Dr Maureen Concannon, a psychologist who has lived at number 96 St Stephen's Green for the past 30 years, said she was delighted to learn that she lived under the same roof that was briefly the home of Yeats and his wife George Hyde-Lees during the winter of 1918-1919.
The Dublin-born poet and playwright was notorious for moving around, and had lived at no less than 17 known addresses in Ireland and the UK.
But it was by fluke that Dr Concannon – whose campaigning stopped the Georgian building and others like it on St Stephen's Green from being bulldozed during the 70s – learned the secret of number 96's previous tenant. A friend of hers happened to see a reference to the address at the National Library of Ireland's WB Yeats exhibit, and the connection between Yeats and the 245-year-old terrace house was made.
They learned that the poet and his new wife, who was heavily pregnant with their daughter Anne at the time, had moved into the home of his long-time muse and unrequited love Maud Gonne while she was serving time at London's Holloway Prison for anti-war activities. That was a few doors away at number 73 Stephen's Green.

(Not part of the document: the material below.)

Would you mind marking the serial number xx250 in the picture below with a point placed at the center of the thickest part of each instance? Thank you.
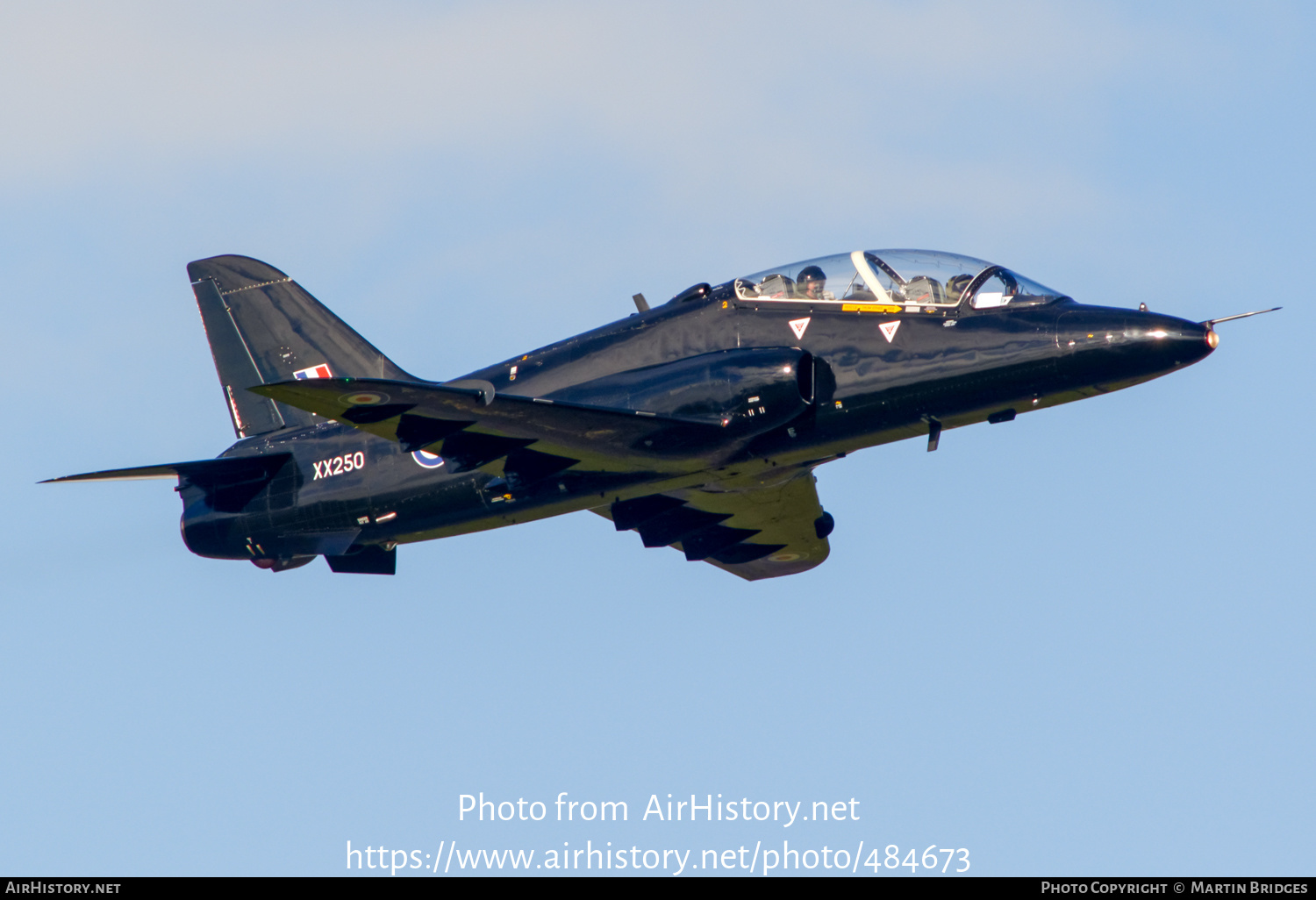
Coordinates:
(339, 465)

But when she returned to Dublin Yeats refused to let her back into her own home – citing his wife's delicate pregnancy and the possibility of a raid by authorities.
The ensuing confrontation led the poet and his wife to move to number 96. She made the comments at a reception in the house yesterday, where Arts Minister Jimmy Deenihan officially unveiled a plaque outside that simply states: 'WB Yeats, poet and statesman lived here 1918-1919'.